While the "tribes" disagree on many issues, almost all of them consider political correctness a problem in modern America. On average, 80 percent of Americans view political correctness as a problem. Only Progressive Activists stand out, and even 30 percent of them see it as a problem.
Yascha Mounk, a lecturer on government at Harvard University, broke down the numbers still further in an article for The Atlantic. Even 79 percent of young millennials (under age 24) and 74 percent of older millennials (ages 24 to 29) oppose political correctness. Every racial group opposes it: whites at 79 percent, Asians at 82 percent, Hispanics at 87 percent, and American Indians at 88 percent. African-Americans are most likely to support political correctness, but 75 percent of them still view it as a problem.
Mounk noted that income and education best explain who supports political correctness. Although 83 percent of respondents who make less than $50,000 dislike PC culture, only 70 percent of those who make more than $100,000 dislike it. A full 87 percent of those who have never attended college consider political correctness a problem, while only 66 percent of those with a postgraduate degree agree.
Mounk admitted that the study did not define "political correctness," but extended interviews with respondents put forth a basic understanding that "they worry that a lack of familiarity with a topic, or an unthinking word choice, could lead to serious social sanctions for them."
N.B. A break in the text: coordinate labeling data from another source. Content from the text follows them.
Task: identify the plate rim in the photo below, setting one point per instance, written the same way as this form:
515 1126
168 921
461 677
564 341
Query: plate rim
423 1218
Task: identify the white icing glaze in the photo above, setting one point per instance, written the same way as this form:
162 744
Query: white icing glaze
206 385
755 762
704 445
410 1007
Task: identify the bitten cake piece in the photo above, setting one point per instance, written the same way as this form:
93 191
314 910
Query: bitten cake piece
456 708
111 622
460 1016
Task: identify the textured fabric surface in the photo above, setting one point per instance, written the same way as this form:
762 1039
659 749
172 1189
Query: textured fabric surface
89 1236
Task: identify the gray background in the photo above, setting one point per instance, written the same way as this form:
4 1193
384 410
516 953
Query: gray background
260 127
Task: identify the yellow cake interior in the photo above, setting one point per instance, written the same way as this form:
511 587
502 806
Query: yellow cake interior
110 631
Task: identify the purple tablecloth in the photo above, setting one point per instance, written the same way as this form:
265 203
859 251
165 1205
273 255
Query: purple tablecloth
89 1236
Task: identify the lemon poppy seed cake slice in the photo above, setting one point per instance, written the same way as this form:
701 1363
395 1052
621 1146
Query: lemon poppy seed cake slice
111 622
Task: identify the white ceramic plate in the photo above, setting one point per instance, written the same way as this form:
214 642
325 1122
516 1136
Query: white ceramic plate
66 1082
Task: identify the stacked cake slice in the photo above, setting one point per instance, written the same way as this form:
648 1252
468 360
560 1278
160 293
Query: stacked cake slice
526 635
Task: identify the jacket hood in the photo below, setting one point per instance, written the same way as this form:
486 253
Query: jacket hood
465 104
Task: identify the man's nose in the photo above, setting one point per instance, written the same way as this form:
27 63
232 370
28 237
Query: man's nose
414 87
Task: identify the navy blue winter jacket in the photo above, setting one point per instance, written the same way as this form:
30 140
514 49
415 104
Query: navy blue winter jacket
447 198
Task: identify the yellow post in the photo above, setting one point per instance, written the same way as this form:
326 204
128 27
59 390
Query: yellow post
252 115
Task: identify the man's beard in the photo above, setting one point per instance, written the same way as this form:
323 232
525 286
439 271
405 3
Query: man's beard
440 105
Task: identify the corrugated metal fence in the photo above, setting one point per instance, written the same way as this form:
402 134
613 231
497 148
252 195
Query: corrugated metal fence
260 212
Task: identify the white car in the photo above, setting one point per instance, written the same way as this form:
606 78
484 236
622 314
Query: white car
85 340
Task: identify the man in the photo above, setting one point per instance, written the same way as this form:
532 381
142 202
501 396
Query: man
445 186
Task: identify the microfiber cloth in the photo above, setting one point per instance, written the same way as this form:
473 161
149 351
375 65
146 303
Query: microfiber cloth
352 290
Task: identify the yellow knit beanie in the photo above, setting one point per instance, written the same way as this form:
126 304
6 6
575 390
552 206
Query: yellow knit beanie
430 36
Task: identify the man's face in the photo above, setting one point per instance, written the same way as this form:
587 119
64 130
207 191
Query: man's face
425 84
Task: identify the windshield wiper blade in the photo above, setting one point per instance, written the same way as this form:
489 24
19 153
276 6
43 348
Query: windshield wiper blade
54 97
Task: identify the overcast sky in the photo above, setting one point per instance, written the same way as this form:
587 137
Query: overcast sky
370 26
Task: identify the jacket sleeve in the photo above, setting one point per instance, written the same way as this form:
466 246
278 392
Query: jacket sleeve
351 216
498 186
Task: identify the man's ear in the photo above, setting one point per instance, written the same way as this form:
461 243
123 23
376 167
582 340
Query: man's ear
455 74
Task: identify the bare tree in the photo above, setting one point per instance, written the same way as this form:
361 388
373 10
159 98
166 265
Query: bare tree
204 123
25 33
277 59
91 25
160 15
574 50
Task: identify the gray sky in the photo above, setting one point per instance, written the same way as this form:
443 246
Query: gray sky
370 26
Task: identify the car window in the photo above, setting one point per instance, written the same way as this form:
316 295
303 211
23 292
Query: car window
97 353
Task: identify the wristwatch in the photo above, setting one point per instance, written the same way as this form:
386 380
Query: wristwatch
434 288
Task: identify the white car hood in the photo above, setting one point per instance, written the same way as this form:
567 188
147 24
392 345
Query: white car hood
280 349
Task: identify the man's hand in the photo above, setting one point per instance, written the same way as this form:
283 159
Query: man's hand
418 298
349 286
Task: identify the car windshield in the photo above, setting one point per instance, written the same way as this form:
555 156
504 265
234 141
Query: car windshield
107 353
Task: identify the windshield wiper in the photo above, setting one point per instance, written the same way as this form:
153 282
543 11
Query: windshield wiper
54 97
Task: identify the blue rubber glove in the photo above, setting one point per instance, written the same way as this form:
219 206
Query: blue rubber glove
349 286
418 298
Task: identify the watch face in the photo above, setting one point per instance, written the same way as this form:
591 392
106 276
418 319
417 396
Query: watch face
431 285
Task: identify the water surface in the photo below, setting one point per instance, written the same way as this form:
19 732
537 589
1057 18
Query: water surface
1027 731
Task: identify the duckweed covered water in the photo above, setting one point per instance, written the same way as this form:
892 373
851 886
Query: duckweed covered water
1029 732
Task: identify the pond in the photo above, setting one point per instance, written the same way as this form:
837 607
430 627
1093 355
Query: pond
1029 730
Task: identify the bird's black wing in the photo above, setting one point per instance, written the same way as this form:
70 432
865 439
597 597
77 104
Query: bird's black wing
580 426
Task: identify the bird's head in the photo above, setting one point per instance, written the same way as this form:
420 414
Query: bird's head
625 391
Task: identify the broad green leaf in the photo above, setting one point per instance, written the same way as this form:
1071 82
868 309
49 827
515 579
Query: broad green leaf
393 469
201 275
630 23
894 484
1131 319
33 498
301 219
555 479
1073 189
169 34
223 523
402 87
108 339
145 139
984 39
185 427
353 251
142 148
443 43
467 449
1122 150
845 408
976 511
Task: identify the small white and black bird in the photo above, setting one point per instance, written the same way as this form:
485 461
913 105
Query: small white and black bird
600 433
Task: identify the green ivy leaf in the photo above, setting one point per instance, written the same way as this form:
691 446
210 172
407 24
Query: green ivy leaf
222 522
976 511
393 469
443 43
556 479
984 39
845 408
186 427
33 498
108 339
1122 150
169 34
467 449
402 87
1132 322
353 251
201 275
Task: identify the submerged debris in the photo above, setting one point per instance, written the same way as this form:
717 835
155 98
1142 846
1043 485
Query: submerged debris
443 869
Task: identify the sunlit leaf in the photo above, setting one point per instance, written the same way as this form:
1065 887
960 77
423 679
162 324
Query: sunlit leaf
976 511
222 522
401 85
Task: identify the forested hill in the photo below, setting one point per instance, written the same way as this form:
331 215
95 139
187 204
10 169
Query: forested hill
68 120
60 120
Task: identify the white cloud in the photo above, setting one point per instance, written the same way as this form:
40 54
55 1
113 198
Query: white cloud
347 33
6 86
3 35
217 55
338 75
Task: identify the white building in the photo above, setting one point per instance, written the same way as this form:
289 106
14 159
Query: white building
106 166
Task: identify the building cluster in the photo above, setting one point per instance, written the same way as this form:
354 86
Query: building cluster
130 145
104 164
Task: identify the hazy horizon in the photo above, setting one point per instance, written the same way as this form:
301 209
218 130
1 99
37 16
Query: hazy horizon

Americans firmly oppose political correctness, but they also worry about protecting people from "dangerous and hateful speech."
"Hidden Tribes" revealed that 74 percent of Americans agreed with the statement that "people should be able to say what they really think even when it offends people," but 67 percent agreed that "we need to protect people from dangerous and hateful speech."
Liberal groups tended to favor protecting people over free speech, while moderates and conservatives favored free speech.
To his credit, Mounk admitted that his "politically engaged, highly educated, left-wing" "intellectual milieu" misunderstands just how much ordinary Americans dislike political correctness. Even so, 82 percent of Americans did say they believe "hate speech" is also a problem.
Conservatives need to do more than mock political correctness — they also need to demonstrate the kind of civility that disproves the liberal contention that conservative ideas constitute "hate." The Left is alienating the vast majority of Americans who consider political correctness a problem, but the Right needs to make sure that when the Left tarnishes them as haters, their civility proves just how ridiculous liberal smears truly are.
Conservatives have won one key facet of the culture war, but bashing political correctness will not be enough. President Trump won by being politically incorrect, but the Right stands for using that free speech to defend positive American ideals — the very ideals the Left derides as "hate." The next battle involves revealing just how ridiculous that attack truly is.